El caserón de los Diéguez no es más que otro cadáver de la aldea oculto entre castaños de ramas salvajes. Por el bosque, pasean Cándida y Silverio cogidos del brazo junto a un perro que les vio nacer. La neblina propia del otoño ha invocado borraxeira y un poco de chuvia feble.
—Menuda lapiñeira, ¡carallo!
Cándida ríe, sombría, y sigue cogiendo castañas que se le escurren de entre las manos contra la hierba mojada.
—¿Sabes lo peor? Que ni tan siquiera han venido a pobra.
—Ay, cállate, Tito. Tú fuiste el primero en largarte a Barcelona.
—Aun así —dice Silverio posando sus huesudas manos contra los goznes de la puerta.
—¡Qué de óxido! Pachín —llama ella al can—, vamos al porche, que esta humedad cala hasta los huesos.
El viejo labrador blanco olisquea el suelo y camina tras los pasos de la mujer. Ya en el pórtico, cae rendido contra los tablones cuarteados.
La pareja atraviesa la puerta llena de herrumbre y moho. En el interior, las zarzas y el almorejo han engullido las esquinas del comedor; a mano izquierda, las escaleras de la cocina se han resquebrajado; alguien dejó abiertas las ventanas y una hiedra inclemente se ha adueñado de los fogones y de la vieja chimenea donde aún duerme un puchero de hierro.
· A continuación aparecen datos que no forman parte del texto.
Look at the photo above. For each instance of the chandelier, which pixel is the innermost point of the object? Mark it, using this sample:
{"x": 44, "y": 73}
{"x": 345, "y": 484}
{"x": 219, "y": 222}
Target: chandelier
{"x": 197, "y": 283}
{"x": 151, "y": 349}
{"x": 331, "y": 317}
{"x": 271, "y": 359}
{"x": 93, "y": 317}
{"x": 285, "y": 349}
—Cuando empezó a verse así, hubo vecinos que se quejaron en el consistorio.
Cándida entra en la cocina detrás de su marido.
Las castañas ruedan por el suelo.
—Dios mío. Qué desastre.
Silverio alcanza la escalera del segundo piso, marchita y combada por el frío húmedo de demasiados inviernos. Arriba, la penumbra de la aurora oculta parte de los estragos del salón; Silverio abre el cajón de una alacena llena de harapos que fueron mantelería.
—Ten cuidado ahí arriba —dice Cándida—, oigo crujir el suelo.
—Mujer, te preocupas de unas cosas ya.
Bajo las telas espera la caja de hojalata roja con la serigrafía de unas bodegas riojanas. Silverio carga con ella hasta la planta baja; en la cocina, deja la hojalata sobre la mesa de madera tallada y se sienta en una de las polvorientas sillas que le esperan.
—Ve a por Pachín, que haremos fuego.
Cuando Cándida vuelve con el perro, el fuego restalla en la chimenea; los tallos verdes que se habían colado, furtivos, chisporrotean y llenan la estancia de matices contrapuestos: de madera reseca, y de savia verde.
Él:
—Cuando éramos pequeños, siempre temía que Pachín se cayese al fuego.
Cándida abre la caja; dentro hay una carta firmada por ambos; una declaración de intenciones para con su hogar, el recuerdo de años de felicidad y la promesa de un retorno que no llegó, de la pervivencia de su memoria en aquellas piedras y aquellos campos que se han perdido; una historia que fue parte de todos y que, sin advertir cómo, terminó por ser nada.
—Qué pena, Tito. Nosotros somos más culpables que ellos.
—Pon otro madero, que Pachín tiene frío —dice el espíritu.